The strengths of this study lie in the utilization of the new European consensus definition for late presentation as this would facilitate regional comparisons within Europe and allow investigation of temporal trends after interventions, and the duration of the study period (14 years) which allowed a robust estimate of trends as well as large sample size. The study however has some limitations. The age at seroconversion was missing for the majority of the cohort; hence age at cohort entry (presentation) has been used. Age at entry is the sum of age at seroconversion and time since seroconversion, both of which are strong predictors of disease progression and death. In our study it was not possible to separate their two effects without knowledge of the date of seroconversion. We did not separate the effect of background mortality which is higher in older individuals from that associated with the additional effect of HIV infection. However, in individuals within the same age group, those presenting with lower CD4 cell count had a higher short-term mortality and this was more likely to be attributable to the effect of HIV itself rather than the effect of ageing of the cohort. In the author's experience, some individuals with "missing" CD4 count at presentation (significantly more African and heterosexual risk group in this cohort) were those admitted through the emergency department in Brighton because of presentation with advanced HIV. Their CD4 counts, although in the hospital system did not always follow through to the clinic database which is different. We showed that these individuals have a higher mortality (unknown CD4 category), hence mortality would have been underestimated in those with CD4 <350 cells/mm. Some deaths were coded as unspecified especially in those who died outside healthcare facilities as further information was lacking. This could have resulted in misclassification of some causes of deaths. Finally, the majority of the patients in this cohort were Caucasian MSM, hence the findings cannot be generalised to a cohort that is diverse in both ethnicity and sexual orientation; however this does not undermine the study validity.

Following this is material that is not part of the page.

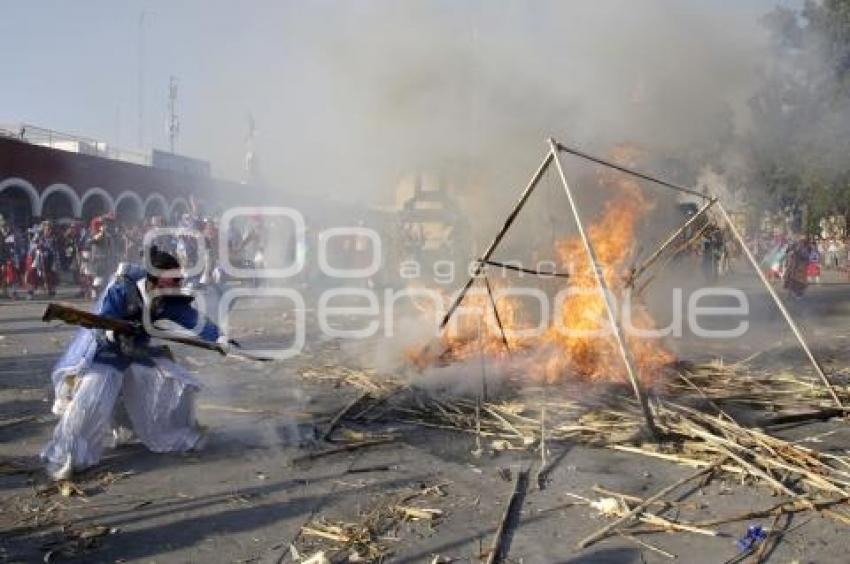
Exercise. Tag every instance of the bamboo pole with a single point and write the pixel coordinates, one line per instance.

As a result of the high mortality associated with late diagnosis, strategies must be put in place to encourage HIV testing. The CDC recommend routine testing in all healthcare settings for patients aged 13–64 years, unless the local HIV prevalence is known to be less than 0.1%.

In addition to recommending routine testing in genitourinary medicine and antenatal clinics, 2008 UK guidelines for HIV testing also advocate that tests should be offered to all adults registering in general practice and to all general medical admissions patients in areas where diagnosed HIV prevalence is greater than 2 per 1,000 among 15 to 59 year olds. The UK guidelines have the advantage of not having any age restrictions but restricting HIV testing to only general medical admissions in hospitals within areas of high prevalence has been shown to miss the majority of HIV infections in one study.

HIV testing should take an 'opt-out' approach. Higher rates of HIV testing are achieved with such 'opt-out' approaches than opt-in approaches. Identifying high-risk groups who continually refuse an HIV test and addressing the reasons for this could also encourage earlier diagnosis. One of the mains reasons for refusing a test is the stigma associated with HIV infection. To overcome the issue of stigma, we need to avoid the approach of offering an HIV test to only individuals perceived to be at high risk and 'normalize' the test by offering it to everyone alongside a battery of other routine investigations. Early HIV diagnosis could result in reduction of onward transmission as individuals aware of their HIV infection would be more likely to modify their sexual behaviours. Furthermore, the use of HAART can also reduce an individual's infectiousness by reducing plasma and genital HIV viral loads. The findings of this study re-enforce the need for a universal HIV testing policy. General practitioners and hospital physicians should always be aware of the possibility of HIV infection in their patients irrespective of their age and there should be a policy that enables HIV test to be offered routinely alongside other investigations.